The vegas airport is loud like a video arcade, but, of course, the games are for adults only. were the gamblers just passing through? Were they anxious to get started or wanted just one last chance before leaving? What makes people want to feed coins into a machine? I mean, I play arcade games sometimes and they eat my quarters. I think maybe it’s like trying to save the princess, but no particular skill is involved, so it’s relaxing and exciting at the same time. but what would I know?
there’s two different competing groups of men who take off their clothes. One is the chippendales. I think the attraction and fantasy of the Chippendales (this is gleamed by looking at the poster in the airport) must be that there could be men in leather pants and bowties who aren’t gay. Straight women hold out hope for men who care about their appearance, like musicals, wear leather pants and are stright. good luck. there’s also an austrailian groupd. they all have long hair like Fabio. Is Fabio straight? With his name and appearance, he should be in a pulp novel dating a guy named Rod.
By the time I got to Oakland, I was convinced that I had taken the wrong flight to the wrong airport. None of it looked familiar. Where was I? but the Christi lead me gently home. And I slept all day yesterday, except for waking up at 9:00 PM to see a movie with Jenya called Chaos. It’s French. It may be a comedy. All ends well. there were some problematic aspects to it. Clearly, French culture is having some problems dealing with immigrants. But it’s not a bad movie. The Sf international film festival apparently likes it. I went back to sleep after seeing it.
and now, my gosh the house is messy. There’s boxes full of drums and a beat up sousaphone and luggage all over the place. the end.

Don’t leave a message

BTW, can’t get messages on cell phone.
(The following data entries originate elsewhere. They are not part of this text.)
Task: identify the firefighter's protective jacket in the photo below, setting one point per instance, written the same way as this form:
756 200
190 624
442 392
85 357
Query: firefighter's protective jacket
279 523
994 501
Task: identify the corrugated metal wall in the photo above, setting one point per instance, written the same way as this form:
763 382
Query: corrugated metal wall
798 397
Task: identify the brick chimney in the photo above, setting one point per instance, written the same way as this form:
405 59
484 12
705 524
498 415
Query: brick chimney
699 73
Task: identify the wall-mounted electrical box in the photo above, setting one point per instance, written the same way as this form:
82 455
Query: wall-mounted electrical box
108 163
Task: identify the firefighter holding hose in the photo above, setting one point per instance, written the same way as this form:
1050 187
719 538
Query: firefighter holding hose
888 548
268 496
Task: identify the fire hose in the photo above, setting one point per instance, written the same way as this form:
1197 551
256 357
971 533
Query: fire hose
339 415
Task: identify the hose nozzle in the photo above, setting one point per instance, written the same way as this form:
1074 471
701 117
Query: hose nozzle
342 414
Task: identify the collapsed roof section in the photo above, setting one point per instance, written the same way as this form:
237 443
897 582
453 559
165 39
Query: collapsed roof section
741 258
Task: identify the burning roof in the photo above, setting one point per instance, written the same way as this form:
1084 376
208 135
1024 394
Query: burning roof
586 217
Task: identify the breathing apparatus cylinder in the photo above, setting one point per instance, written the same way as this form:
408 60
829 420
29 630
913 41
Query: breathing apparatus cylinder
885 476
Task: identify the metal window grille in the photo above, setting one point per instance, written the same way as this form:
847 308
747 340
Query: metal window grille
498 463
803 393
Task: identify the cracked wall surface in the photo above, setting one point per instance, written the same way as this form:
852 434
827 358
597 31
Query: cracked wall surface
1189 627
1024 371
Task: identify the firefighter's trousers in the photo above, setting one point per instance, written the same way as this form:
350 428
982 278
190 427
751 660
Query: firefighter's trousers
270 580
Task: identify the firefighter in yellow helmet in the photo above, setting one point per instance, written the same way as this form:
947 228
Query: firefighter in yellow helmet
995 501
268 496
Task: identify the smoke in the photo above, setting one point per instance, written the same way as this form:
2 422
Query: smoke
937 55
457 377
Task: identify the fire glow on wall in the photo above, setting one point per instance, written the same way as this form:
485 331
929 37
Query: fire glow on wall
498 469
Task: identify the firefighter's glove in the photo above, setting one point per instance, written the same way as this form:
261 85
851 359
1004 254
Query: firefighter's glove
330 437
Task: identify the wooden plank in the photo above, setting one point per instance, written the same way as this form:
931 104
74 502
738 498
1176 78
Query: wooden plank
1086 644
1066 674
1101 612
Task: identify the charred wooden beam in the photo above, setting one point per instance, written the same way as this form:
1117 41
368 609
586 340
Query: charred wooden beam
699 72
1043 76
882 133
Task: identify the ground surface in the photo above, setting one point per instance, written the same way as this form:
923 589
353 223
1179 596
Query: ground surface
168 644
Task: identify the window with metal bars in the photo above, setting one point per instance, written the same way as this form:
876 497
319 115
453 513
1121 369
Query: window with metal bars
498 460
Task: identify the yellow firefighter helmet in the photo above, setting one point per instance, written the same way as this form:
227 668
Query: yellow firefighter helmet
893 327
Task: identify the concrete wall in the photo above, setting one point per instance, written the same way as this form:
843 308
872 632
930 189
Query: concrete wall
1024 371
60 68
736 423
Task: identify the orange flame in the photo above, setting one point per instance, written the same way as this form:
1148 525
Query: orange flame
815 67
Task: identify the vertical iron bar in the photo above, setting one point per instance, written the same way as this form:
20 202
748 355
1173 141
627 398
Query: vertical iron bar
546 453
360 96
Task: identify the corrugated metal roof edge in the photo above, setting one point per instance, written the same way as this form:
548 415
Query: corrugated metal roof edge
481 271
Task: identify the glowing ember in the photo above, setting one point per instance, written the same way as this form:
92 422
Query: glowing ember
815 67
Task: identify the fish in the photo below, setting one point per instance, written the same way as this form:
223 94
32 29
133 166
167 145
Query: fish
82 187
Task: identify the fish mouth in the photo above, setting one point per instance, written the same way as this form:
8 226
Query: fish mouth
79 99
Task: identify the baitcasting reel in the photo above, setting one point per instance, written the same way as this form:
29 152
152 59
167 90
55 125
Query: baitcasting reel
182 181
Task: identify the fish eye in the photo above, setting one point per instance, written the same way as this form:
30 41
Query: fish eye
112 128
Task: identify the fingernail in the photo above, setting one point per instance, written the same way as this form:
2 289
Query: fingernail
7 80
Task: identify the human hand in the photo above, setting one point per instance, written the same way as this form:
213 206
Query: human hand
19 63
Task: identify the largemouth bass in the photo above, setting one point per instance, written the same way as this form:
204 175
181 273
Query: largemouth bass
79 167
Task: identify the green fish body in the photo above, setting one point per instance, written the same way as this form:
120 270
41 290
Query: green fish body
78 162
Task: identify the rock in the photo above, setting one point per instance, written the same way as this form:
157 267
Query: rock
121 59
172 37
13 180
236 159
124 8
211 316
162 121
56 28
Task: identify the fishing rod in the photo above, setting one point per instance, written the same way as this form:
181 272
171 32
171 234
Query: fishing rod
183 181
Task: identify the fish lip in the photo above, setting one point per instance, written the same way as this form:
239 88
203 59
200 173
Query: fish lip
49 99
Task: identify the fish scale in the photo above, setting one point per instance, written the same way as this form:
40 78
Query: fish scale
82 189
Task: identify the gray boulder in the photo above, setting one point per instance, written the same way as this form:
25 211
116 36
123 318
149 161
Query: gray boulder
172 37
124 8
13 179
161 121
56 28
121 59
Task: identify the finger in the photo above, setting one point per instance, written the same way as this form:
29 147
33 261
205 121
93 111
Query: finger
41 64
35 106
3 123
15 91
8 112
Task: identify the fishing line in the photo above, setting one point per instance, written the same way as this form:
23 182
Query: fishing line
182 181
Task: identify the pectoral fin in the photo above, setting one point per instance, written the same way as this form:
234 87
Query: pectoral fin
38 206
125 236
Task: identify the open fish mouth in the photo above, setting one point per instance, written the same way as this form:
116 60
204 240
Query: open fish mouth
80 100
Email access is very spotty. You can call, but don’t leave a message. Or if you do, don’t expect an answer right away. Thank you and goodnight. I love jetlag! *snore*
The best return flight is the shortest and also the cheapest but leaves at 6:00 AM. bleah. I think I’d collapse.
Some of you will come see me in Connecticut, right? You know, until I get all my new, cool east coast friends. just kidding.

Far Away

You all would come visit me in Connecticut, right?
I got invited to see a new Robert Ashley Opera in New York. Holy Cow! This is amazing for two reasons: 1. I love his operas & 2. New Operas get staged out here??!!
It’s 2.5 hours to New York from here, so it should all work out unless the rental car company gets upset, or I am unable to book a return flight or find a hotel or something.